A lead acid battery is an electrochemical device which stores chemical energy. This chemical energy is converted to electrical energy when the battery is connected to an external load such as a vehicle starter. The chemical energy is created by the chemical action between the materials which form the positive and negative plates of the battery, and the electrolyte:

• lead dioxide (Pb O₂), the positive plate material
• sponge lead (Pb), the negative plate material
• sulfuric acid (H₂SO₄), the electrolyte.

A battery relies upon clean plates and strong electrolyte to receive charging current and offer strong discharge current.

When the battery is connected to a load, the sulfate (SO₄) in the electrolyte combines with the active materials of the plates to form lead sulfate (PbSO₄) and release electrical energy. Electrons flow from the negative terminal to the load and back to the positive terminal of the battery.

The Battery Council International recommends that the specific gravity (ie. the unit of measurement of the sulfuric acid content of the electrolyte) of a fully charged 12 volt battery be 1.265 at 80 degrees F. (26.7 degrees C). This means that the sulfuric acid of a fully charges battery is 1.265 times heavier than pure water. As a battery becomes discharged, the strength of the specific gravity decreases because the sulfate is leaving the electrolyte as it forms the lead sulfate which adheres to the battery plates

State of Charge	Specific Gravity	Voltage (12 volt battery)
100%	1.265	12.68
75%	1.225	12.45
50%	1.190	12.24
25%	1.155	12.06
discharged	1.120	11.89

Thus by the time the battery is discharged, the acid becomes dilute as the sulfate has adhered to the plates of the battery as lead sulfate crystals.

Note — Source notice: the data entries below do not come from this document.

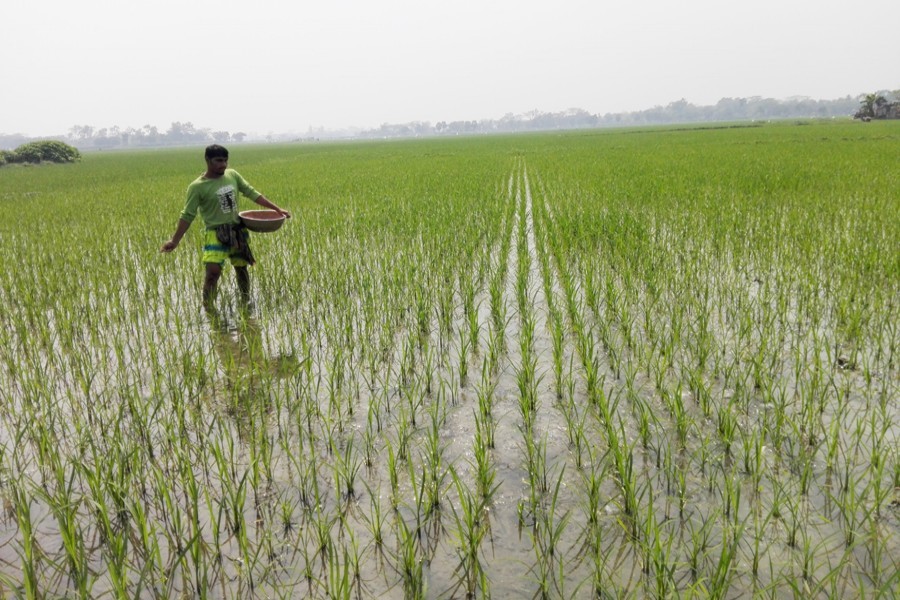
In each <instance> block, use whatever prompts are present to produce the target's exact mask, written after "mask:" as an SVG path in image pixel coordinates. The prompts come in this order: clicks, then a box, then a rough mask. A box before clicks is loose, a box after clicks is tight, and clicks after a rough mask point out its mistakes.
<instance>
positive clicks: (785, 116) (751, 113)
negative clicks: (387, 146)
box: [357, 96, 861, 138]
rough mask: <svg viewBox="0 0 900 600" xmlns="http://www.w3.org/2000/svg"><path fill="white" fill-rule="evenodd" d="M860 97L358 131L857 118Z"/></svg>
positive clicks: (530, 116) (516, 115) (375, 134)
mask: <svg viewBox="0 0 900 600" xmlns="http://www.w3.org/2000/svg"><path fill="white" fill-rule="evenodd" d="M860 101H861V100H860V98H853V97H851V96H846V97H844V98H839V99H837V100H813V99H812V98H805V97H802V98H791V99H787V100H775V99H772V98H762V97H753V98H722V99H721V100H719V101H718V102H717V103H716V104H714V105H711V106H698V105H695V104H692V103H690V102H688V101H687V100H685V99H681V100H678V101H676V102H671V103H669V104H667V105H666V106H654V107H653V108H648V109H646V110H641V111H636V112H625V113H607V114H603V115H601V114H593V113H590V112H588V111H586V110H583V109H580V108H571V109H569V110H565V111H561V112H541V111H537V110H534V111H531V112H528V113H525V114H520V115H514V114H512V113H507V114H506V115H504V116H503V117H502V118H500V119H490V120H480V121H451V122H445V121H440V122H438V123H436V124H435V125H431V124H430V123H427V122H419V121H414V122H412V123H405V124H399V125H395V124H387V123H386V124H384V125H382V126H381V127H378V128H374V129H368V130H364V131H360V132H357V136H359V137H370V138H376V137H411V136H425V135H461V134H472V133H505V132H516V131H548V130H557V129H558V130H564V129H589V128H596V127H630V126H639V125H664V124H670V123H706V122H709V123H712V122H727V121H750V120H758V121H765V120H774V119H794V118H821V119H827V118H833V117H835V118H836V117H851V116H853V114H854V113H855V111H856V110H857V109H858V108H859V104H860Z"/></svg>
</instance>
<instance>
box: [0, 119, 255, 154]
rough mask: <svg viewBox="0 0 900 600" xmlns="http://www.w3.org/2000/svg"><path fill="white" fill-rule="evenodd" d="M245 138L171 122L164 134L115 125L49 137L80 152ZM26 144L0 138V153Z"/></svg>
mask: <svg viewBox="0 0 900 600" xmlns="http://www.w3.org/2000/svg"><path fill="white" fill-rule="evenodd" d="M246 138H247V134H246V133H244V132H237V133H230V132H228V131H214V130H212V129H208V128H198V127H195V126H194V124H193V123H191V122H186V123H181V122H175V123H172V124H171V125H170V126H169V128H168V129H166V130H160V129H159V128H157V127H156V126H155V125H144V126H143V127H140V128H136V127H126V128H120V127H118V126H115V125H114V126H112V127H94V126H92V125H75V126H74V127H71V128H69V132H68V134H67V135H60V136H53V139H57V140H59V141H64V142H66V143H68V144H71V145H73V146H75V147H77V148H80V149H82V150H114V149H118V148H151V147H159V146H188V145H201V144H202V145H205V144H210V143H213V142H216V143H220V144H224V143H232V142H238V143H239V142H243V141H244V140H245V139H246ZM30 141H34V138H29V137H27V136H24V135H21V134H12V135H3V134H0V149H10V148H15V147H16V146H19V145H21V144H24V143H26V142H30Z"/></svg>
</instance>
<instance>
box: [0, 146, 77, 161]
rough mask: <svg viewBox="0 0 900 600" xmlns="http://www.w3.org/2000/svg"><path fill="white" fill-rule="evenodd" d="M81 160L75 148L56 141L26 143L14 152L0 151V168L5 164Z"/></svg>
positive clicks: (76, 160)
mask: <svg viewBox="0 0 900 600" xmlns="http://www.w3.org/2000/svg"><path fill="white" fill-rule="evenodd" d="M80 159H81V153H80V152H79V151H78V149H77V148H73V147H72V146H70V145H68V144H66V143H64V142H60V141H58V140H40V141H36V142H26V143H24V144H22V145H21V146H19V147H18V148H16V149H15V150H12V151H10V150H0V166H3V165H5V164H17V163H26V164H38V163H42V162H54V163H67V162H75V161H77V160H80Z"/></svg>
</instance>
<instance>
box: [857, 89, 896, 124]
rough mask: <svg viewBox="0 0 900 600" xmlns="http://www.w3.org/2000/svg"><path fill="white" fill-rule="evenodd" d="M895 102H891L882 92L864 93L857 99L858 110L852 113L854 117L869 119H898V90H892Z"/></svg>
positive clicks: (865, 120) (868, 120)
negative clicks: (859, 99) (857, 99)
mask: <svg viewBox="0 0 900 600" xmlns="http://www.w3.org/2000/svg"><path fill="white" fill-rule="evenodd" d="M893 96H894V97H895V98H897V100H898V101H897V102H891V101H890V100H888V99H887V98H885V97H884V94H883V93H876V94H866V95H865V96H863V97H862V98H860V100H859V110H858V111H856V114H855V115H853V118H855V119H862V120H863V121H871V120H872V119H900V91H897V92H894V93H893Z"/></svg>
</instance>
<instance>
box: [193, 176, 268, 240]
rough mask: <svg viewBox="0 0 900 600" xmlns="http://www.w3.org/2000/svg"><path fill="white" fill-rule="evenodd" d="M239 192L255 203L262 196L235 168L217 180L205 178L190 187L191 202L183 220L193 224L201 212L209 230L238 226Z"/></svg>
mask: <svg viewBox="0 0 900 600" xmlns="http://www.w3.org/2000/svg"><path fill="white" fill-rule="evenodd" d="M238 193H240V194H242V195H244V196H246V197H247V198H250V199H251V200H253V201H256V199H257V198H259V197H260V196H261V195H262V194H260V193H259V192H257V191H256V190H255V189H254V188H253V186H252V185H250V184H249V183H247V180H246V179H244V178H243V177H241V174H240V173H238V172H237V171H235V170H234V169H225V173H223V174H222V176H221V177H217V178H215V179H207V178H206V177H204V176H203V175H201V176H200V177H198V178H197V179H195V180H194V181H193V182H191V184H190V185H189V186H188V194H187V202H186V203H185V205H184V210H183V211H182V213H181V218H182V219H184V220H185V221H187V222H188V223H192V222H193V221H194V218H195V217H196V216H197V213H198V212H199V213H200V218H201V219H203V224H204V225H206V227H207V229H209V228H212V227H218V226H219V225H224V224H226V223H237V222H238V207H237V197H238Z"/></svg>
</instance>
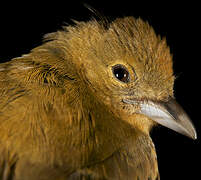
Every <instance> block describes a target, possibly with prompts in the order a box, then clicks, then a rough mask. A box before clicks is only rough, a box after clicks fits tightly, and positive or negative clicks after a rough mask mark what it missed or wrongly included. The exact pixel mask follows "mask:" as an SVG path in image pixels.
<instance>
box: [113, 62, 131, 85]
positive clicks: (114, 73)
mask: <svg viewBox="0 0 201 180" xmlns="http://www.w3.org/2000/svg"><path fill="white" fill-rule="evenodd" d="M112 72H113V74H114V76H115V77H116V78H117V79H118V80H120V81H122V82H124V83H128V82H129V80H130V76H129V72H128V70H127V69H126V68H125V67H124V66H123V65H121V64H117V65H115V66H113V67H112Z"/></svg>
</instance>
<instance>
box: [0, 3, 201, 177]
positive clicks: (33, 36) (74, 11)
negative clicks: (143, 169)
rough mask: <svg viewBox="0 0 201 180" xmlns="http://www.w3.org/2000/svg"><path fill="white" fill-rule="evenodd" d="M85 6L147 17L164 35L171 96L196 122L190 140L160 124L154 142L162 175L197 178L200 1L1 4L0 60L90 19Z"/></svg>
mask: <svg viewBox="0 0 201 180" xmlns="http://www.w3.org/2000/svg"><path fill="white" fill-rule="evenodd" d="M84 3H87V4H89V5H90V6H92V7H93V8H95V9H96V10H98V11H100V12H101V13H102V14H103V15H105V16H106V17H109V18H111V19H114V18H115V17H122V16H128V15H131V16H134V17H141V18H143V19H144V20H147V21H148V22H149V23H150V24H151V25H152V26H153V27H154V29H155V31H156V33H157V34H161V35H162V36H165V37H166V38H167V42H168V45H169V46H170V49H171V53H173V58H174V70H175V74H176V76H178V78H177V80H176V82H175V88H174V89H175V96H176V99H177V100H178V102H179V103H180V104H181V105H182V106H183V108H184V109H185V110H186V112H187V113H188V114H189V116H190V117H191V119H192V121H193V122H194V124H195V127H196V129H197V133H198V139H197V140H195V141H193V140H191V139H189V138H187V137H184V136H182V135H179V134H177V133H175V132H173V131H172V130H169V129H167V128H164V127H158V128H155V129H154V130H153V132H152V138H153V141H154V142H155V146H156V150H157V154H158V161H159V170H160V174H161V179H162V180H165V179H168V180H170V179H171V180H174V179H201V175H200V174H201V173H200V171H201V166H200V160H201V158H200V151H201V148H200V141H201V134H200V133H201V126H200V125H201V123H200V122H201V120H200V114H199V113H201V110H200V93H201V91H200V71H201V69H200V65H199V64H200V60H201V59H200V52H201V51H200V47H201V46H200V28H199V26H200V19H199V16H200V11H199V9H198V7H199V6H200V5H199V4H194V3H193V2H186V3H184V2H182V3H180V4H175V3H171V2H170V1H161V2H149V3H148V2H146V1H144V2H143V1H140V2H138V1H126V0H123V1H119V2H118V1H109V0H108V1H106V2H105V1H94V2H93V1H84V0H83V1H81V2H80V1H65V2H61V1H52V2H50V1H49V2H45V3H42V2H38V3H37V2H36V1H34V2H32V1H27V2H23V3H21V4H20V3H19V2H18V4H13V3H12V2H10V3H8V4H1V5H0V26H1V27H0V47H1V49H0V60H1V62H5V61H8V60H10V59H12V58H14V57H18V56H21V55H22V54H25V53H28V52H29V50H31V49H32V48H34V47H36V46H38V45H40V44H41V39H42V37H43V35H44V34H46V33H49V32H54V31H56V30H58V29H61V26H63V25H64V24H65V22H67V23H71V20H70V19H75V20H78V21H81V20H84V21H86V20H89V19H90V17H91V16H92V15H93V13H91V12H90V11H89V10H87V9H86V8H85V7H84V5H83V4H84Z"/></svg>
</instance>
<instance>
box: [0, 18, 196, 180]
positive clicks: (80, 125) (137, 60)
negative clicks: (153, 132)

When a discharged battery is recharged, the chemical processes within the battery operate in reverse. The majority of the sulfate leaves the plates of the battery and returns to the electrolyte. However, a residue of sulfate remains on the plates of the battery. The quantity of this residue increases with each charge/discharge cycle of the battery. Over time, the battery plates become coated with an insulating layer of sulfate and the electrolyte is weakened because of the loss of the sulfate from the solution. Both these factors serve to inhibit the electron transfers and thus the energy producing function of the battery.

In batteries of some construction, such as those in motive power applications, the sulfation does not permit the battery to be properly recharged, while in batteries of other types of construction, such as automotive batteries, the sulfation actually causes erosion of the plates of the battery.

Over time the sulfate deposits on the plates become hard and crystalline. When in this condition, the plates will not accept a charge under normal conditions, and the accumulation of lead sulfate may cause short circuits during recharging or other mechanical damage to the battery. Often, hairline cracks appear in the plates causing open circuit conditions.